Mais en ce moment, en Californie, une ombre se dresse au tableau avec le mur de Donald Trump qui s’improvise chef de chantier en fournissant un brief de plus de 100 pages – brief qui est ainsi résumé par Trump en personne : « il faut que ce mur qui sépare les États-Unis du Mexique, soit un mur haut et beau ». Oui, on parle bien de fonction et d’esthétique – et donc de design ? – pour un ouvrage de béton aussi abjecte que monumental. Dans ce brief de design, on retrouve notamment le fait que le mur doit être beau mais uniquement du côté américain, qu’il doit également répondre aux exigences de la CBP (U.S. Customs and Border Protection : protection aux frontières) – que ces derniers vont donc faire ce que j’appellerais en design des « tests utilisateurs » à savoir essayer de passer par dessous le mur, par dessus ou encore de le défoncer à coups de marteau piqueur pendant une heure.
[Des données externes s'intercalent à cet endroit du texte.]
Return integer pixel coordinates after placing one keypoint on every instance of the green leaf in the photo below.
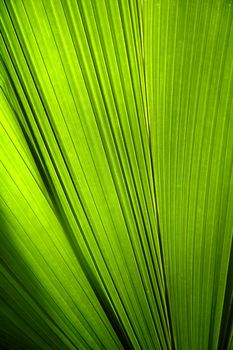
(116, 174)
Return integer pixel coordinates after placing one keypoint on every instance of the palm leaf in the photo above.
(116, 174)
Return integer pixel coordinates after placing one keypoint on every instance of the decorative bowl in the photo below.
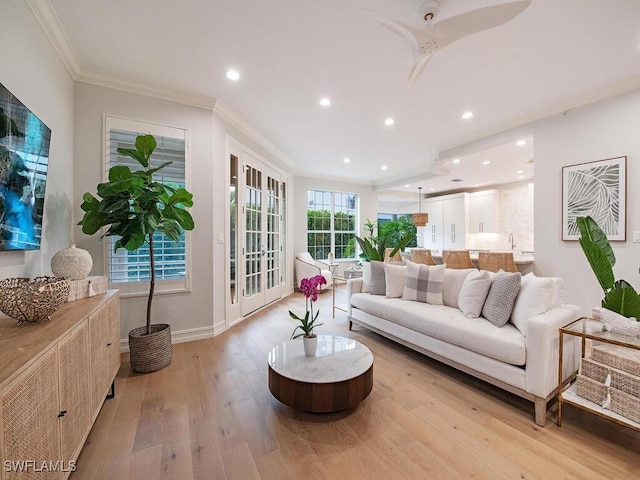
(32, 300)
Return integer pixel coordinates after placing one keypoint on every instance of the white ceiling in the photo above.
(290, 53)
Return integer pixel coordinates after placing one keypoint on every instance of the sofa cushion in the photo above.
(366, 277)
(473, 293)
(424, 283)
(535, 297)
(502, 295)
(394, 277)
(378, 285)
(453, 280)
(448, 324)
En dehors de ces tests utilisateurs, nul ne dit qui jugera du caractère esthétique du mur (peut-être Donald Trump ? un vote sur Facebook ?) mais il faut savoir qu’actuellement, 8 prototypes sur les 200 ont été retenus lors d’une compétition qui rapportera 300 millions de dollars à son vainqueur.

Côté design, et telle une Valérie Damidot qui aurait abusé sur la colle à papier peint, Donald Trump propose, lui, d’installer des panneaux solaires sur le mur de 3000km de long – une absurdité selon les professionnels du solaire puisque installer des panneaux solaires en ligne est totalement contre-productif. Bref, voici la liste des murs considérés comme esthétiques (autant que puisse être beau un mur en béton…) et dont le design a été travaillé pour répondre au brief :

  • Le modèle discret avec un mur intégralement couleur sable pour se fondre dans le désert.
  • Le modèle ajouré, avec un mur intégralement constitué de barreaux de béton pour que l’on voit au travers. Le tout est réhaussé d’une paroi en béton lissé avec un gros tube tout en haut pour ne pas passer par dessus le mur.
  • Le modèle en métal peint de couleur bleu roi parce que c’est joli
  • Le modèle en béton motif « velour côtelé » pour rappeler les pantalons des années 80…

En préparant cette chronique, j’ai également découvert que DOMO, une agence de design proposait d’installer des pyramides de conteneurs à la frontière dans lequels on pourrait installer des logements et des boutiques. On frôle l’absurde et pourtant il ne reste que quelques mois au président pour décider quel sera son « mur coup de cœur » puisque les travaux commenceront dès 2018.